Minister nie zgadza się jednak z tezą Falkowskiego, że „solidaruchy doprowadziły do sprzedania, pod pozorem adopcji, tysięcy polskich dzieci za granicę.” Pytany o „rewelacje” zawarte w książce, wydawał się raczej zażenowany. Twierdzi, że „nie rozmawiał z Falkowskim ani o jego poglądach politycznych, ani – co trochę dziwne - o tematyce książki”. Poglądy autora, ale pieniądze ministra. Jacek Piechota twierdzi jednak, że nawet nie wie, jak hojnie wsparł Falkowskiego, bo całą sprawę załatwiła za niego asystentka. Teraz minister domaga się przeprosin od Falkowskiego za użycie jego nazwiska bez jego zgody, nie zamierza jednak występować w tej sprawie do sądu. Tu pojawia się pytanie. Jak to się stało, że Falkowski zwrócił się o pomoc finansową właśnie do Jacka Piechoty - wówczas jeszcze posła SLD oraz senatora SLD - Zbigniewa Zychowicza ? Otóż autor „Barw wolności” był najpierw członkiem PZPR, później SDRP, a obecnie jest członkiem Klubu Seniora SLD. Ministra Jacka Piechotę zna zaś od bardzo dawna. Falkowski zadebiutował w 1950 roku w Wilnie krótkim wierszem „Zorza wolności” na łamach Czerwonego Sztandaru. Rok później wydał tomik wierszy „Dom nad Wilią”. Ze Związku Radzieckiego do Polski przyjechał w 1956 roku, w trakcie drugiej repatriacji. Od 41 lat mieszka w Szczecinie. „Barwy wolności”, to jego dwunasta książka.
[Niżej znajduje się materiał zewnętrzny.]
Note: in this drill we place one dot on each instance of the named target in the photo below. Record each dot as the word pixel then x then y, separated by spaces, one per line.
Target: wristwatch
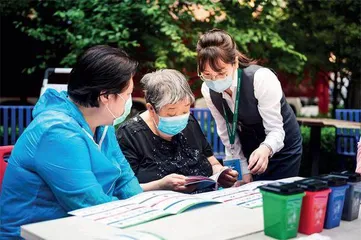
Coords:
pixel 269 147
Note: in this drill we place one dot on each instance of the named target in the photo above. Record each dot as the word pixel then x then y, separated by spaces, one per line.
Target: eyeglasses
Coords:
pixel 207 77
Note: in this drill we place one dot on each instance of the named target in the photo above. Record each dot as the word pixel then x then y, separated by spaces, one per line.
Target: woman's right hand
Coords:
pixel 172 181
pixel 175 182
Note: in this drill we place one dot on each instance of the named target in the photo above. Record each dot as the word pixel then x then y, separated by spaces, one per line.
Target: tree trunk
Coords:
pixel 354 91
pixel 335 93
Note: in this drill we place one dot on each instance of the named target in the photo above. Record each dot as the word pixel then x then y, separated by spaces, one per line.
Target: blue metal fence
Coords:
pixel 14 119
pixel 209 128
pixel 346 139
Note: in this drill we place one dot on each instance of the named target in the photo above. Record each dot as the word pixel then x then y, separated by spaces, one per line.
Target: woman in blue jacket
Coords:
pixel 68 157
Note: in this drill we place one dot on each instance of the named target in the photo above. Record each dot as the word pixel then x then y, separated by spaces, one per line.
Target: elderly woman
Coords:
pixel 165 143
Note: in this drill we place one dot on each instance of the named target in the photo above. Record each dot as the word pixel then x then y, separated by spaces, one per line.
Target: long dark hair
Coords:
pixel 216 45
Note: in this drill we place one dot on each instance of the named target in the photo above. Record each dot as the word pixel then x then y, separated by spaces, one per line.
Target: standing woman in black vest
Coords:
pixel 254 121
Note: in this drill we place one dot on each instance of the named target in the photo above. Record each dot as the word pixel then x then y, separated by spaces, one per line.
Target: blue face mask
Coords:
pixel 221 84
pixel 173 125
pixel 127 109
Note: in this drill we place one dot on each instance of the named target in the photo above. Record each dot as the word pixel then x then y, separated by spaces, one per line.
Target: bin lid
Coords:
pixel 332 180
pixel 349 176
pixel 282 188
pixel 312 185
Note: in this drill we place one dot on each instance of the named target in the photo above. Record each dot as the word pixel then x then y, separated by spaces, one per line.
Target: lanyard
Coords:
pixel 232 132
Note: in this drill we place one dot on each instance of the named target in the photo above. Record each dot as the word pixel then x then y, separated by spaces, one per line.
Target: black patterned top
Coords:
pixel 152 158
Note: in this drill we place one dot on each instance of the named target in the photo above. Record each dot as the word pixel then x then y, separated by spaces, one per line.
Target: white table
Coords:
pixel 216 222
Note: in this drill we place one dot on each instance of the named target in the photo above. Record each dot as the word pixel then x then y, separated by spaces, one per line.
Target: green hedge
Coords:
pixel 329 159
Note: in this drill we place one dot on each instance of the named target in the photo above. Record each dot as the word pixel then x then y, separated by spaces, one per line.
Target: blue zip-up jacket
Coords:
pixel 56 167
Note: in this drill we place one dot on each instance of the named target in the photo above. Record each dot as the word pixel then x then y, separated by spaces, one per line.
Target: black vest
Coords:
pixel 252 132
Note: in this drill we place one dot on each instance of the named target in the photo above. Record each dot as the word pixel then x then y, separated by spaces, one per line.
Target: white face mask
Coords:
pixel 127 109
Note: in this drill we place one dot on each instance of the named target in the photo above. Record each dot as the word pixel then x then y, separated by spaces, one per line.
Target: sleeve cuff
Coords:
pixel 244 167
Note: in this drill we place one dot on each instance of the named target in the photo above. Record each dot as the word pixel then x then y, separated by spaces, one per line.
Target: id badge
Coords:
pixel 234 164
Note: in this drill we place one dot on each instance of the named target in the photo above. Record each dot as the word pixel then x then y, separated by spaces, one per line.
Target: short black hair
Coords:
pixel 101 69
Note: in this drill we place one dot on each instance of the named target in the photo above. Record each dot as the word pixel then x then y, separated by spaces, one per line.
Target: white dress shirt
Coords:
pixel 268 92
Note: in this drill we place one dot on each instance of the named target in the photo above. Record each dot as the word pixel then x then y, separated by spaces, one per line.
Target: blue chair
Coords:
pixel 14 120
pixel 346 139
pixel 209 128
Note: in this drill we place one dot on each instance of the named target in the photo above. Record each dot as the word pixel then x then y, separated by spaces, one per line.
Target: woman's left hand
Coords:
pixel 228 178
pixel 258 161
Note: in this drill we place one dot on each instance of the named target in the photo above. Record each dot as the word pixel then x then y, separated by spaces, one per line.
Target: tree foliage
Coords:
pixel 329 34
pixel 159 33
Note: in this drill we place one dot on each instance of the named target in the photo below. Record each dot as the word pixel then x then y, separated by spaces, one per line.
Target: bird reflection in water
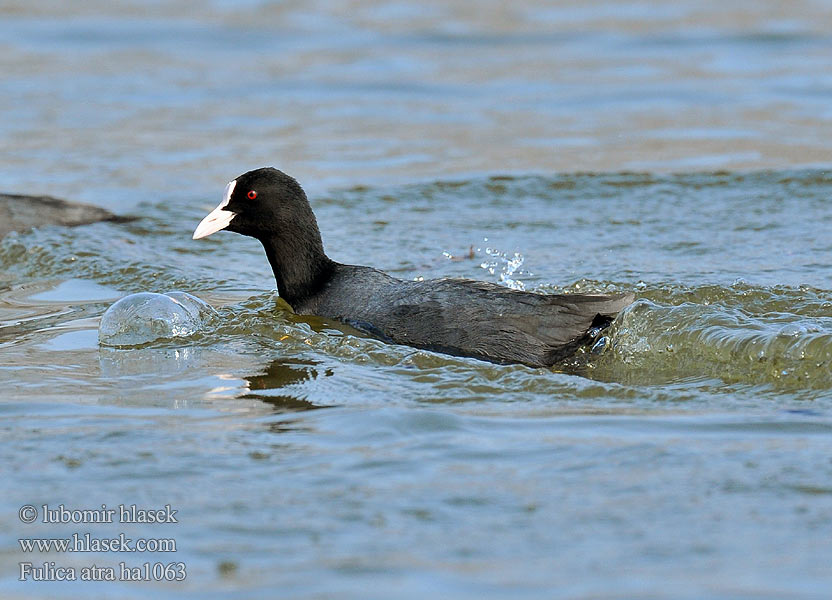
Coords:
pixel 281 381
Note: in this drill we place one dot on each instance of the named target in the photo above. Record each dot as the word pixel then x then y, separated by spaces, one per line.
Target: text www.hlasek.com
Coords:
pixel 50 570
pixel 87 543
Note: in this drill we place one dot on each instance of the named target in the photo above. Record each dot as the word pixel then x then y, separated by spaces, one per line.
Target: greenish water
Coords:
pixel 532 144
pixel 690 458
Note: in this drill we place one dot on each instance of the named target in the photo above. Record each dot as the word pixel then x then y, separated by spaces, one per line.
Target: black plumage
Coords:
pixel 455 316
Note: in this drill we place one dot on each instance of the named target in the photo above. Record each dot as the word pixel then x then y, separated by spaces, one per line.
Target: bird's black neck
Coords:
pixel 301 268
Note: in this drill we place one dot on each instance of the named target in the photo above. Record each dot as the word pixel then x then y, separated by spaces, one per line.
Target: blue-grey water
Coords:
pixel 677 151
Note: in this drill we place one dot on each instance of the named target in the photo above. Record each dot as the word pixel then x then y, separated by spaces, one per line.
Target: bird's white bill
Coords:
pixel 217 219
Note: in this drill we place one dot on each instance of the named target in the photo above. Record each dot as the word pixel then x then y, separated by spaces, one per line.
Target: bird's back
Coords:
pixel 464 317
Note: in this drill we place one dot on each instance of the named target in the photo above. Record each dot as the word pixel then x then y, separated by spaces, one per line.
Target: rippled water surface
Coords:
pixel 692 458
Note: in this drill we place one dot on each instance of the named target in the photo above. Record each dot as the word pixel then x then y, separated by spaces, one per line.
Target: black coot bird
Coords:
pixel 453 316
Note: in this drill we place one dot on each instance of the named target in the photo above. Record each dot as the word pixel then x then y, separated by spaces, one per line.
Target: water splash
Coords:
pixel 507 266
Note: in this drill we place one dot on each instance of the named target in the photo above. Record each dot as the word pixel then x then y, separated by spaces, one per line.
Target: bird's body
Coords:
pixel 455 316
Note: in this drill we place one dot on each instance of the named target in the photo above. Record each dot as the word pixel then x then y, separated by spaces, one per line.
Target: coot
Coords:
pixel 454 316
pixel 20 213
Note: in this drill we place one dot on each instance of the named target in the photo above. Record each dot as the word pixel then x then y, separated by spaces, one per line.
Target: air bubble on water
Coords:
pixel 147 316
pixel 509 267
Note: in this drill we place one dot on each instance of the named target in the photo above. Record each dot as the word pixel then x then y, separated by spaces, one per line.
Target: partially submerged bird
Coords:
pixel 21 213
pixel 454 316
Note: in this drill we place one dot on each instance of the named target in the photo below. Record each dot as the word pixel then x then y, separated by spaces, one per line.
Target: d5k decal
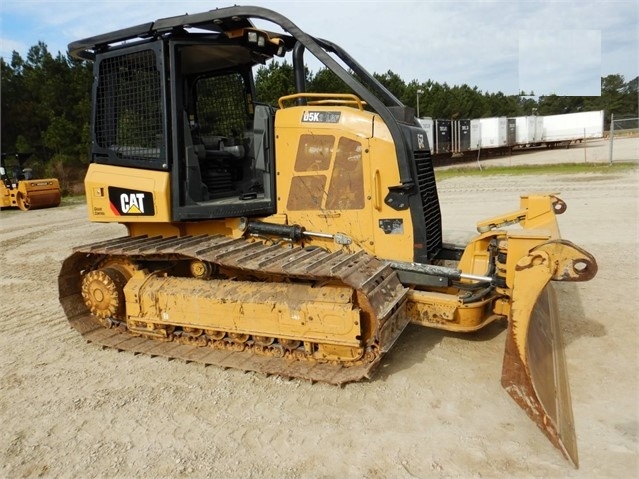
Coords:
pixel 131 202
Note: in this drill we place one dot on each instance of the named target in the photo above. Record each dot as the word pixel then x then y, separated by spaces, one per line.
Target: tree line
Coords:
pixel 46 104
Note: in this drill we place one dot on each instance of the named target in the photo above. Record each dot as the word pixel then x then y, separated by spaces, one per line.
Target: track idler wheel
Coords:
pixel 103 292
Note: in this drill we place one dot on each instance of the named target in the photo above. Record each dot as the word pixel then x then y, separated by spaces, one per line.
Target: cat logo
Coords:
pixel 131 202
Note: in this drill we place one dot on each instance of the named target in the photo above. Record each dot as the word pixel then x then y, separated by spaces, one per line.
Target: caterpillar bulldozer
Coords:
pixel 296 239
pixel 19 189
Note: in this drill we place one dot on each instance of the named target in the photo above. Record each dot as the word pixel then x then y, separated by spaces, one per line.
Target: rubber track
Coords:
pixel 372 278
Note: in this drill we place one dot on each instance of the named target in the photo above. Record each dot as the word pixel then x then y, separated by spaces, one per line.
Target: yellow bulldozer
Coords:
pixel 296 239
pixel 19 189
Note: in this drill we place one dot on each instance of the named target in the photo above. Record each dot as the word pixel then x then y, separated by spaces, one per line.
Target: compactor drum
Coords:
pixel 296 239
pixel 21 190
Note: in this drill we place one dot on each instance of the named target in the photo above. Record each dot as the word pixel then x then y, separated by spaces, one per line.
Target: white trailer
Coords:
pixel 573 126
pixel 529 130
pixel 494 132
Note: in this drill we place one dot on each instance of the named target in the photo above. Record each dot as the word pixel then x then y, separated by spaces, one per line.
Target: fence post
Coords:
pixel 612 136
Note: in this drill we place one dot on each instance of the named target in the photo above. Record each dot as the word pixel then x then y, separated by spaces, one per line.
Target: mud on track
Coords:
pixel 435 408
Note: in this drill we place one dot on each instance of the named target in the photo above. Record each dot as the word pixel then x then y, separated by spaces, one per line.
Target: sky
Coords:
pixel 560 47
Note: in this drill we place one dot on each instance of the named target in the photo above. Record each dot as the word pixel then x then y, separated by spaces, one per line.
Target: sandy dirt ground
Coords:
pixel 435 408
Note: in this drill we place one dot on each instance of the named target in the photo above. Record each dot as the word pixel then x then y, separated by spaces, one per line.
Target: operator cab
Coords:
pixel 182 102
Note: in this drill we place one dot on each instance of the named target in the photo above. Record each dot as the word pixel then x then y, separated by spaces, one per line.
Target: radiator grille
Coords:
pixel 430 201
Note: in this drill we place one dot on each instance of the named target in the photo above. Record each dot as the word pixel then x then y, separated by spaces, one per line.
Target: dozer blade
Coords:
pixel 534 370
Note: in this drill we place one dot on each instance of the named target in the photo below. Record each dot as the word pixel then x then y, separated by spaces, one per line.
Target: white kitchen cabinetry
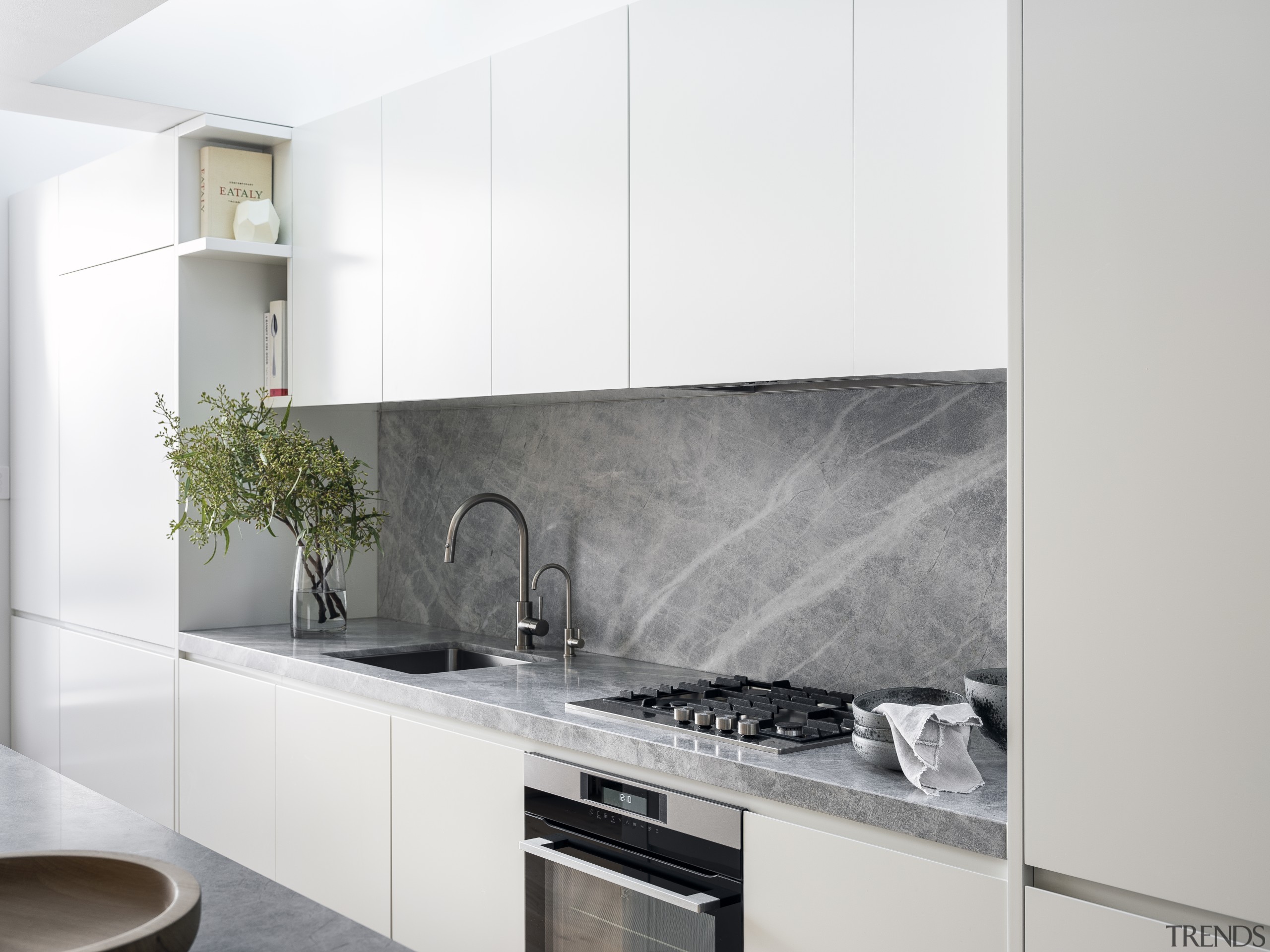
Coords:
pixel 333 805
pixel 876 898
pixel 1057 923
pixel 1146 201
pixel 117 706
pixel 228 763
pixel 741 191
pixel 457 823
pixel 117 350
pixel 119 206
pixel 930 186
pixel 436 238
pixel 561 211
pixel 337 259
pixel 35 697
pixel 33 400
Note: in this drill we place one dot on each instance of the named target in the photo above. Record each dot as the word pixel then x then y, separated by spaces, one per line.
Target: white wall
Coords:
pixel 32 149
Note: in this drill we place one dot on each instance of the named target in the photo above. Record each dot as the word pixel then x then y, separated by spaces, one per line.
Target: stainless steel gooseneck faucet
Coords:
pixel 572 636
pixel 526 625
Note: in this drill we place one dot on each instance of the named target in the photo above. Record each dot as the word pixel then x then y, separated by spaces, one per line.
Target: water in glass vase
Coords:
pixel 319 595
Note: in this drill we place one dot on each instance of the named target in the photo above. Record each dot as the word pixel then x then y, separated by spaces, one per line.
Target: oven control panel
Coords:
pixel 627 797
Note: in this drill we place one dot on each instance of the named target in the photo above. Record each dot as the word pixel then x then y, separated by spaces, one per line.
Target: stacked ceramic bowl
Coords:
pixel 872 737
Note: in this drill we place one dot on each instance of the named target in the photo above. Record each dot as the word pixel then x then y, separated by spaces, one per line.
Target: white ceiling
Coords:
pixel 45 146
pixel 291 61
pixel 39 35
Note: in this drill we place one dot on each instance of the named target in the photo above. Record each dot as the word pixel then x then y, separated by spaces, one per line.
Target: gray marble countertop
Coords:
pixel 242 910
pixel 529 700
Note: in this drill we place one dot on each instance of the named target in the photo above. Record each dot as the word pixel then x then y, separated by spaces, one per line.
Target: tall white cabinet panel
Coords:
pixel 337 258
pixel 119 206
pixel 1057 923
pixel 35 694
pixel 741 191
pixel 333 806
pixel 879 898
pixel 117 350
pixel 226 763
pixel 561 203
pixel 117 714
pixel 33 398
pixel 1144 513
pixel 930 186
pixel 436 238
pixel 457 819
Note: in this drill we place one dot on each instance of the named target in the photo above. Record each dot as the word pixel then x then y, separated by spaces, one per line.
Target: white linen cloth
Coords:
pixel 930 740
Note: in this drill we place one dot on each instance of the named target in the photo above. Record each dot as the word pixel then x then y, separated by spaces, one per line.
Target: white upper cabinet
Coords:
pixel 337 262
pixel 33 394
pixel 930 169
pixel 561 202
pixel 119 206
pixel 741 191
pixel 117 350
pixel 436 238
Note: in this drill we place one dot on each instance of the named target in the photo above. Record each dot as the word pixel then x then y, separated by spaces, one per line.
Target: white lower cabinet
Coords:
pixel 457 823
pixel 332 808
pixel 226 763
pixel 872 896
pixel 35 694
pixel 1057 923
pixel 117 710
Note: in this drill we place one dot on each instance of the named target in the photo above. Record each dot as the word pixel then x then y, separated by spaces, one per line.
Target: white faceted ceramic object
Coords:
pixel 255 221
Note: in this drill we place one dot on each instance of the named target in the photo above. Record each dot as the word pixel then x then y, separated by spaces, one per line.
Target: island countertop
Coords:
pixel 529 700
pixel 241 909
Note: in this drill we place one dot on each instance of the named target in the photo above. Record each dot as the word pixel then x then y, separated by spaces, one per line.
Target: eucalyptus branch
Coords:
pixel 247 465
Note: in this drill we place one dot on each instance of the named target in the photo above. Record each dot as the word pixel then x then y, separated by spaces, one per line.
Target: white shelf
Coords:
pixel 232 250
pixel 226 128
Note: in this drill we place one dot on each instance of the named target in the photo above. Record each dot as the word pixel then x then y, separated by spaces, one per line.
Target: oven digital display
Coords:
pixel 625 799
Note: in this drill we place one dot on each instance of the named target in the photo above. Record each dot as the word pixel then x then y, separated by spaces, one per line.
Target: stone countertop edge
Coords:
pixel 529 701
pixel 241 909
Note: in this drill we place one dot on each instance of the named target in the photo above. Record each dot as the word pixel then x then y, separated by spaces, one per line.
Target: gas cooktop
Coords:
pixel 771 716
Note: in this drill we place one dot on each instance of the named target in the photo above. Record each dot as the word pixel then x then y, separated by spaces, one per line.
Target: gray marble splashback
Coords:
pixel 849 538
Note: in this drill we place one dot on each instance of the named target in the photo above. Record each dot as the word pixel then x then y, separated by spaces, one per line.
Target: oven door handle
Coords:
pixel 545 849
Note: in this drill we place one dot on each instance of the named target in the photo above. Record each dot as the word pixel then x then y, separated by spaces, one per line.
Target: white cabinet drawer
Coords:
pixel 119 206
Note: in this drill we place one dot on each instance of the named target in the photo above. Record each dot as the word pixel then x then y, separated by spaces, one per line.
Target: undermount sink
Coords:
pixel 435 659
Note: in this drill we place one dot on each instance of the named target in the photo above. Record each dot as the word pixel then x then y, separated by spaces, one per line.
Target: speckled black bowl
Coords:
pixel 986 688
pixel 863 708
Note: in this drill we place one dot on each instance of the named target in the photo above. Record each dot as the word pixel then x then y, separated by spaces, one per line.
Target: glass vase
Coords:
pixel 319 595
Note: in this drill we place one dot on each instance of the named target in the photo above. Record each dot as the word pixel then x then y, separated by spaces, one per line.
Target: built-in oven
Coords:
pixel 618 866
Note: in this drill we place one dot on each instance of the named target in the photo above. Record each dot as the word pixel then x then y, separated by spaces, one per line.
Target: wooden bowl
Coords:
pixel 73 899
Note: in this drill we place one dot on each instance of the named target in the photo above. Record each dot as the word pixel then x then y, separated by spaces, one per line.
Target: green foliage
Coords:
pixel 250 465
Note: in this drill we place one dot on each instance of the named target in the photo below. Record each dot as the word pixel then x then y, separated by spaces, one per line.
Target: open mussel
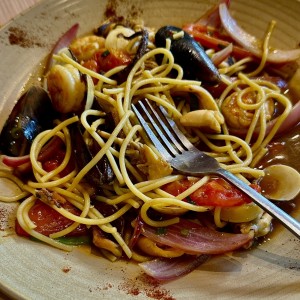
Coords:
pixel 188 54
pixel 32 114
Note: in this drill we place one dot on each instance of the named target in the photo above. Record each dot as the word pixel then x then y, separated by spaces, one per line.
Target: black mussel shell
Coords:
pixel 189 54
pixel 32 114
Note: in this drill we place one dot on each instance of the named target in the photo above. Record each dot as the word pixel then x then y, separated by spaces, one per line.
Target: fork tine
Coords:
pixel 156 142
pixel 176 131
pixel 166 130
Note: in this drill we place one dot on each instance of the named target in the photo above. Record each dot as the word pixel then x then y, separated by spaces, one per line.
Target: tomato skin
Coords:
pixel 216 192
pixel 48 220
pixel 105 60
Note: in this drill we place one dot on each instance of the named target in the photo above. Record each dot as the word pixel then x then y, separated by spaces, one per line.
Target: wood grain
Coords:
pixel 10 9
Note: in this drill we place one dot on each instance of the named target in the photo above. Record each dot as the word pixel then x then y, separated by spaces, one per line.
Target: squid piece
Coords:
pixel 84 48
pixel 237 117
pixel 66 88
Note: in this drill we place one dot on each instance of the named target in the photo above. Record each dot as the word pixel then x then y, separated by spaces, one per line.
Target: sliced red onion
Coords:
pixel 211 18
pixel 64 41
pixel 165 269
pixel 196 239
pixel 250 42
pixel 222 55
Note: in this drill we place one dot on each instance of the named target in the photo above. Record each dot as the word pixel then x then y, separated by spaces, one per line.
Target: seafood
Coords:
pixel 188 54
pixel 85 47
pixel 66 88
pixel 32 114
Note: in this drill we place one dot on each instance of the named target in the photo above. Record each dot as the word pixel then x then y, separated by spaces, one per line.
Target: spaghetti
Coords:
pixel 135 189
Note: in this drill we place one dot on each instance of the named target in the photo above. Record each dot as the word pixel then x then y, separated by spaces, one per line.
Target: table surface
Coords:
pixel 11 8
pixel 8 10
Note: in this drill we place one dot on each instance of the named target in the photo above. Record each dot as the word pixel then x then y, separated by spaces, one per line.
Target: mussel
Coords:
pixel 189 54
pixel 32 114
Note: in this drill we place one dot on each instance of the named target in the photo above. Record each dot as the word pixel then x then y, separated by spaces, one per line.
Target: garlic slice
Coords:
pixel 280 182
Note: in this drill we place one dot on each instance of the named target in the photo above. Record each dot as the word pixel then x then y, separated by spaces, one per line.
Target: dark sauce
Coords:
pixel 285 150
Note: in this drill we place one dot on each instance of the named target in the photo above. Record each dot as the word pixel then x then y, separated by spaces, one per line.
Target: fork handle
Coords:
pixel 287 221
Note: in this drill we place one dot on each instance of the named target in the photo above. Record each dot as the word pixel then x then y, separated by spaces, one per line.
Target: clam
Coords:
pixel 280 182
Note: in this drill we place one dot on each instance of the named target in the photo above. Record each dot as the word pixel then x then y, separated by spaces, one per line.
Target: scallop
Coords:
pixel 280 182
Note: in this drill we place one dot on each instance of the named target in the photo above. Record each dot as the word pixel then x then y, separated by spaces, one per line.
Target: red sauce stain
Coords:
pixel 18 36
pixel 66 269
pixel 145 285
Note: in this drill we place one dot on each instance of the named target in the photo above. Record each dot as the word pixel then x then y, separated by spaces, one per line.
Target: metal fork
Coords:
pixel 183 156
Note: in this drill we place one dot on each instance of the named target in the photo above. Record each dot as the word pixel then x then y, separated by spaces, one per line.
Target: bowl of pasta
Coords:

Z finansowaniem wydania, to - zdaniem Falkowskiego – „nie jest tak do końca prawda”. Otóż Związek Literatów Polskich ze Szczecina, poprosił Jacka Piechotę i Zbigniewa Zychowicza o sfinansowanie trzech książek, w tym właśnie „Barw wolności”. Jak jednak twierdzi Związek, nie dostał on żadnej odpowiedzi na swoją prośbę. „Jeżeli zaś jakiekolwiek pieniądze obaj panowie przekazali, to być może bezpośrednio wydawnictwu.”- dodaje Falkowski. Samo wydawnictwo twierdzi, że na temat tej sprawy będzie mogło się wypowiedzieć dopiero w przyszłym tygodniu.